Often, when it comes to more minor treatments like hair transplant or removal, one can just walk into a clinic and get it done, but a trans person may be heavily ridiculed or even turned away, while a cis person will be treated with respect, both by the practitioners themselves and by society in general.

Trans healthcare would be very different if it started from a position of respect.

Colourful design with stars and hearts in trans colours, saying Protect Trans Kids

Gender Affirming Care, Part 1 – Wren’s story

Our family has been navigating the world of gender affirming care for some years now, and I am increasingly frustrated with how many of the health care decisions made for (not by!) trans folks are made for political reasons, rather than medical or health focused reasons.
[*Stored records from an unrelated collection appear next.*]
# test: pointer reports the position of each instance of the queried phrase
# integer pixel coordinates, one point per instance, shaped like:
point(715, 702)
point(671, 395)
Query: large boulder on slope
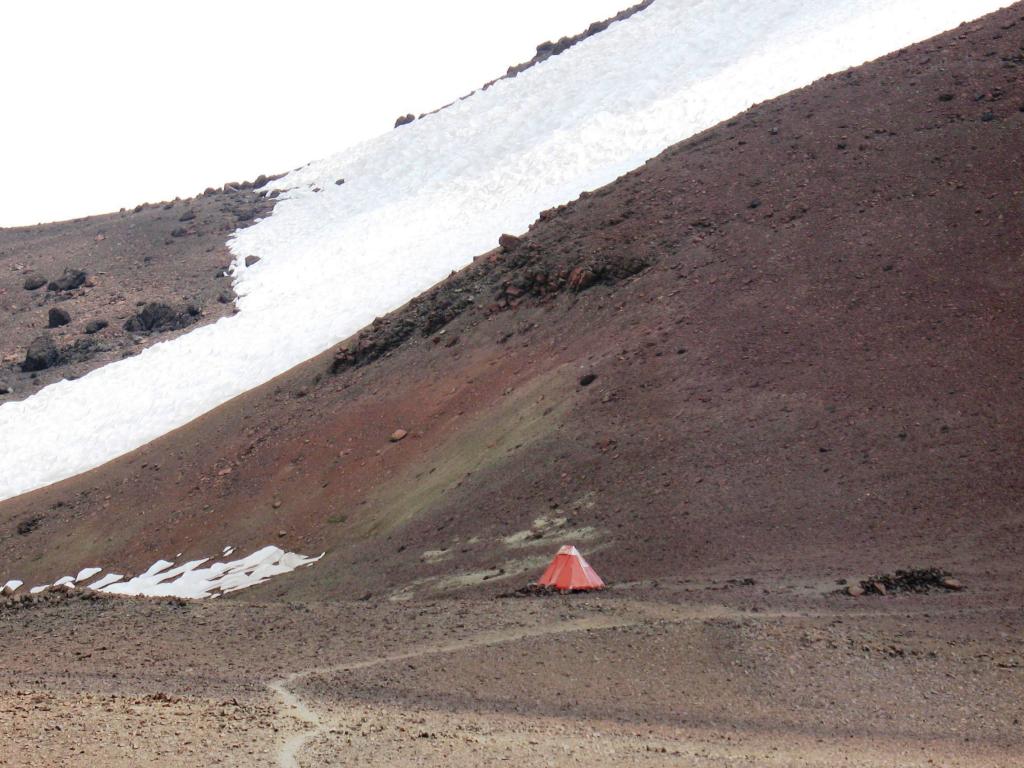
point(42, 353)
point(57, 316)
point(34, 281)
point(157, 316)
point(71, 280)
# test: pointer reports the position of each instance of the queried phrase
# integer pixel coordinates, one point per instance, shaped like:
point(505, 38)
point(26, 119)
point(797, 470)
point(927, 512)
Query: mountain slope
point(805, 328)
point(334, 255)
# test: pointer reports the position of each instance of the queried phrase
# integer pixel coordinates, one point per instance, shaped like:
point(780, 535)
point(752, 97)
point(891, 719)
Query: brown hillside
point(806, 331)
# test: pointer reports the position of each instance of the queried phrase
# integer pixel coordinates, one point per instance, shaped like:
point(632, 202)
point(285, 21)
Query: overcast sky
point(111, 103)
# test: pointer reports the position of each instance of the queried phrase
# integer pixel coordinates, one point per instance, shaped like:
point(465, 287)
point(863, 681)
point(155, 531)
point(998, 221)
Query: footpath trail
point(601, 741)
point(288, 754)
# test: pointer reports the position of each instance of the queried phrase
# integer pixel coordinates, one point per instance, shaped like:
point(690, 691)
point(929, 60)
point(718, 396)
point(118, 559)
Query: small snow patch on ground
point(190, 580)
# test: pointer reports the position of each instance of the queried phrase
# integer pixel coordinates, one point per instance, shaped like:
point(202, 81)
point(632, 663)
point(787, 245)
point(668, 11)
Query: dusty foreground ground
point(677, 674)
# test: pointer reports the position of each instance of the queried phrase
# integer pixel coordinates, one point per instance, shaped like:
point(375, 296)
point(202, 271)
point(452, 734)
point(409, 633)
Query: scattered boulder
point(29, 524)
point(157, 317)
point(42, 353)
point(581, 279)
point(918, 581)
point(508, 242)
point(57, 316)
point(71, 280)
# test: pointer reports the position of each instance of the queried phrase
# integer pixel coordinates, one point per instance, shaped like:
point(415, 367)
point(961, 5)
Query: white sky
point(109, 103)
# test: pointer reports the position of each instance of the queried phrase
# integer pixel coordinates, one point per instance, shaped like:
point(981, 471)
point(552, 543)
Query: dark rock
point(157, 317)
point(42, 354)
point(508, 242)
point(34, 281)
point(71, 280)
point(581, 279)
point(28, 525)
point(920, 581)
point(57, 317)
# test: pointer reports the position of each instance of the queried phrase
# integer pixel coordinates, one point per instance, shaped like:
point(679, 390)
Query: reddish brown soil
point(804, 328)
point(131, 258)
point(817, 375)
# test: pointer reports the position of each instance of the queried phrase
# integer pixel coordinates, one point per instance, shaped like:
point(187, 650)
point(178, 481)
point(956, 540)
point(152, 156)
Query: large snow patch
point(422, 201)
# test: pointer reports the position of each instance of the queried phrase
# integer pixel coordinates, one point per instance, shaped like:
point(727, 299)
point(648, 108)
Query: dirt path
point(327, 723)
point(289, 751)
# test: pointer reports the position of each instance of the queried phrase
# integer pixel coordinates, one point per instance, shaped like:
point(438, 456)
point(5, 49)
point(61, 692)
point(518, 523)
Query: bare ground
point(613, 679)
point(804, 332)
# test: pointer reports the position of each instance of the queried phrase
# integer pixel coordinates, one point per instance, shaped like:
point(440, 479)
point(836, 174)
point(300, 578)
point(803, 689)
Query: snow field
point(189, 580)
point(424, 200)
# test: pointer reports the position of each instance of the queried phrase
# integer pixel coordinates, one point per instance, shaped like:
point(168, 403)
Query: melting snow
point(163, 579)
point(425, 200)
point(86, 573)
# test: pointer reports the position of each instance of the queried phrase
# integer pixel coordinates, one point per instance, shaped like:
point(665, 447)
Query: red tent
point(569, 571)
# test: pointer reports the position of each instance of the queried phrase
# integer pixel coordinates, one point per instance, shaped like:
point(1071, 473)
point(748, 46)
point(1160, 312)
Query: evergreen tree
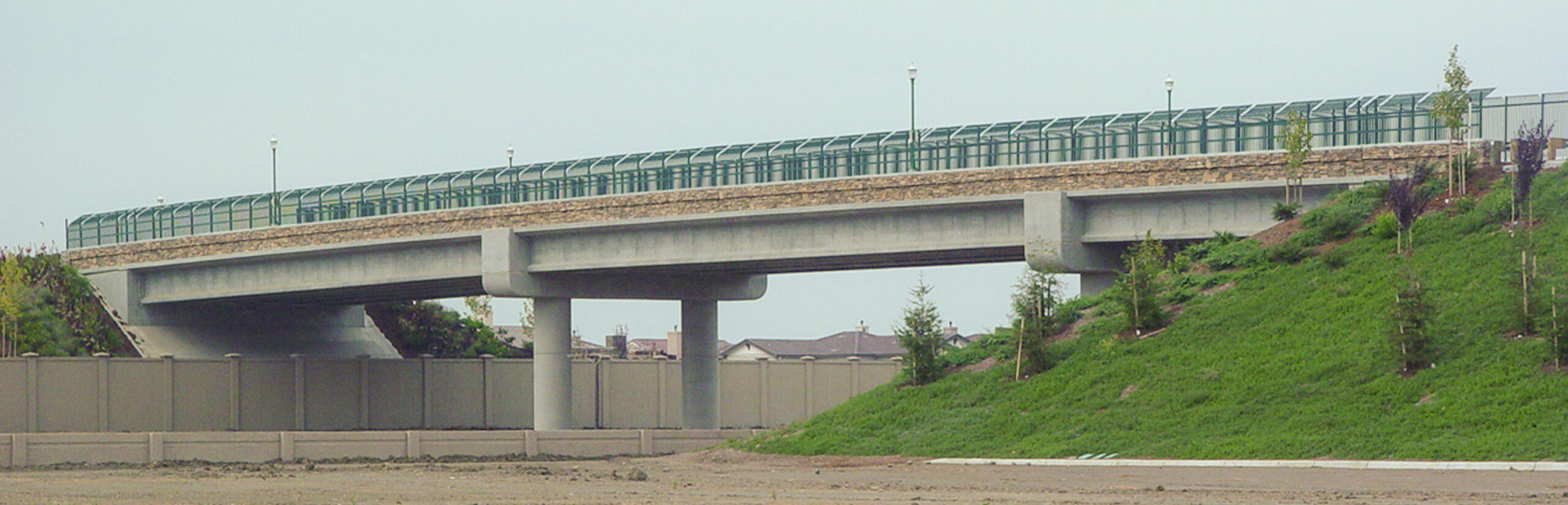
point(921, 336)
point(1035, 320)
point(1139, 289)
point(1410, 327)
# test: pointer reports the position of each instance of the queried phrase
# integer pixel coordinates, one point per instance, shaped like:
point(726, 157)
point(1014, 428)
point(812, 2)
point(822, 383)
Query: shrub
point(1239, 255)
point(1341, 217)
point(1288, 253)
point(1336, 260)
point(1385, 226)
point(1284, 212)
point(429, 328)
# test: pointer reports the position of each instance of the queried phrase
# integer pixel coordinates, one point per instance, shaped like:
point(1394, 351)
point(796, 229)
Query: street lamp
point(911, 116)
point(1170, 123)
point(273, 208)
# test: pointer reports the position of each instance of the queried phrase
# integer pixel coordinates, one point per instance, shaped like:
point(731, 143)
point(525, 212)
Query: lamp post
point(1170, 123)
point(911, 116)
point(273, 208)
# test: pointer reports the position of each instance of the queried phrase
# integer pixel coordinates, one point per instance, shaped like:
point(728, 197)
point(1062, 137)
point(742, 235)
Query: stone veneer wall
point(1340, 162)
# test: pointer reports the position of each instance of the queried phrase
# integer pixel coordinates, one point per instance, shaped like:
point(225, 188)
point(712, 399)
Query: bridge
point(290, 274)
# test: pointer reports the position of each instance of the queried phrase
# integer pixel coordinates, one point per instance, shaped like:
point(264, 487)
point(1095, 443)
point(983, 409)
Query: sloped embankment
point(1294, 361)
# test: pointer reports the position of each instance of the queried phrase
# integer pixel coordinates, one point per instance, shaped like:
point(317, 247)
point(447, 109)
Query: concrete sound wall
point(35, 449)
point(300, 394)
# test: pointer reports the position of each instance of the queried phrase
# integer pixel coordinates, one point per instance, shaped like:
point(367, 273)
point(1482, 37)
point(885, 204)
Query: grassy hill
point(1292, 361)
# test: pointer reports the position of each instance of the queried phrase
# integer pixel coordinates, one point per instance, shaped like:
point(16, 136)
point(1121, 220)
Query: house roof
point(841, 344)
point(661, 345)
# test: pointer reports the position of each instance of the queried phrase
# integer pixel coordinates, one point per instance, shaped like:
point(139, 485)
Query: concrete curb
point(1517, 466)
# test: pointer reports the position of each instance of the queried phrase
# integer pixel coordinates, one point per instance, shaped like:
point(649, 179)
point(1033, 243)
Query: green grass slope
point(1291, 363)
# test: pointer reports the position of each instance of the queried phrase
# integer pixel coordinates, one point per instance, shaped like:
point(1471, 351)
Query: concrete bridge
point(300, 289)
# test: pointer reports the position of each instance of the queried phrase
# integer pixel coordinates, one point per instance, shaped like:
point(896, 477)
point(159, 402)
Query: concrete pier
point(552, 364)
point(700, 364)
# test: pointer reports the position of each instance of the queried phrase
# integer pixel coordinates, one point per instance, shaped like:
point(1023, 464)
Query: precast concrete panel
point(586, 400)
point(455, 394)
point(670, 391)
point(786, 392)
point(205, 397)
point(396, 394)
point(631, 394)
point(13, 395)
point(739, 394)
point(511, 394)
point(331, 394)
point(835, 383)
point(140, 395)
point(68, 394)
point(88, 447)
point(267, 395)
point(877, 374)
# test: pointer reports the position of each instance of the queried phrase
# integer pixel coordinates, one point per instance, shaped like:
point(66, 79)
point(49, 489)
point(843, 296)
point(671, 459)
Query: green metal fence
point(1355, 121)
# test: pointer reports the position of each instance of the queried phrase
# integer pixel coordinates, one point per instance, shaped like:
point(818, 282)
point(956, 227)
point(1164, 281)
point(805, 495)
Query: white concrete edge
point(1517, 466)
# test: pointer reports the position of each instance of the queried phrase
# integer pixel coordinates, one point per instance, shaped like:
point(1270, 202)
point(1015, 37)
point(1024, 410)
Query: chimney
point(617, 342)
point(617, 345)
point(673, 344)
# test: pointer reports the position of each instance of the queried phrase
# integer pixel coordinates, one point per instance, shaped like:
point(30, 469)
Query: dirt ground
point(731, 477)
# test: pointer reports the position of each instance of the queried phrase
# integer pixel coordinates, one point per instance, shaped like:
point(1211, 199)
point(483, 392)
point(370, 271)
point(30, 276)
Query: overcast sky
point(110, 104)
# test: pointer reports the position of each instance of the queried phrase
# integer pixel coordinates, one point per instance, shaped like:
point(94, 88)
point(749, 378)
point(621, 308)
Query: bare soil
point(736, 477)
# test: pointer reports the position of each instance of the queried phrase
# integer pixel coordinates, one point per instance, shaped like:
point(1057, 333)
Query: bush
point(1284, 212)
point(1336, 260)
point(1239, 255)
point(429, 328)
point(1288, 253)
point(1384, 226)
point(48, 308)
point(1341, 217)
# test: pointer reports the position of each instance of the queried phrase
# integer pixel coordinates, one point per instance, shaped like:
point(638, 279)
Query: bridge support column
point(700, 364)
point(552, 364)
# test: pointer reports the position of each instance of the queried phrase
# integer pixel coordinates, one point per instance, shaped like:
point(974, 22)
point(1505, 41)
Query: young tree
point(1407, 203)
point(1297, 138)
point(1449, 107)
point(12, 291)
point(921, 335)
point(1529, 152)
point(1139, 291)
point(1035, 303)
point(1410, 333)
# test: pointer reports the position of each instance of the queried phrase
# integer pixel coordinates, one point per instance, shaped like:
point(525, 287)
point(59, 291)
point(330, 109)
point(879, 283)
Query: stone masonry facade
point(1340, 162)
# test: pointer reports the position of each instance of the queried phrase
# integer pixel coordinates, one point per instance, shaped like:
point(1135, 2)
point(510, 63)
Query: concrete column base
point(552, 364)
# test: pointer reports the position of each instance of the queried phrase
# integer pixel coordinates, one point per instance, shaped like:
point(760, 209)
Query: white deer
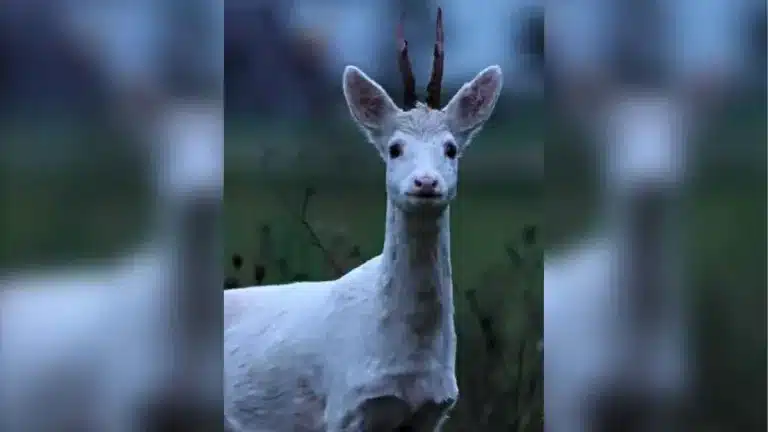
point(374, 350)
I’m going to write about that, but I’m just the parent of trans folks. I’m not trans. So first I want to platform some trans voices. I think we can build a vastly more inclusive world when more of us understand what it’s like to be trans.

Today I’m starting with a post from a former student of mine. I asked Wren if they’d be interested to help me write this piece, and the next thing I knew, they had a whole blog post that deserves to be shouted from the rooftops. So here is Wren’s story, in their own magnificently powerful words.

Wren’s story

I realised I was trans as an adult, meaning I didn’t necessarily experience the horror and trauma of going through the wrong puberty in real-time (though it was weird, for reasons I definitely couldn’t explain at the time, and find myself not really being able to do so now either). However, either way, pretty soon after coming out, I realised how badly I wanted gender-affirming surgery – in my case, top surgery, AKA breast removal, AKA chest masculinisation, AKA bilateral mastectomy. Being extremely broke and scared at the time, I then spent several years making excuses as to why I definitely couldn’t get surgery and that was fine – I had never had surgery before, it was too expensive, I had no idea how the process even worked, I liked my chest sometimes, I won’t be as attractive, my parents wouldn’t support it, etc. Despite all of this, obviously, I deep down wanted absolutely nothing more. I used to joke that I didn’t want top surgery, I just wanted a flat chest – it was accessing surgery itself, the expenses, the hoops I would have to jump that made me feel unsure – not my actual desires at all. Those were extremely, viscerally real.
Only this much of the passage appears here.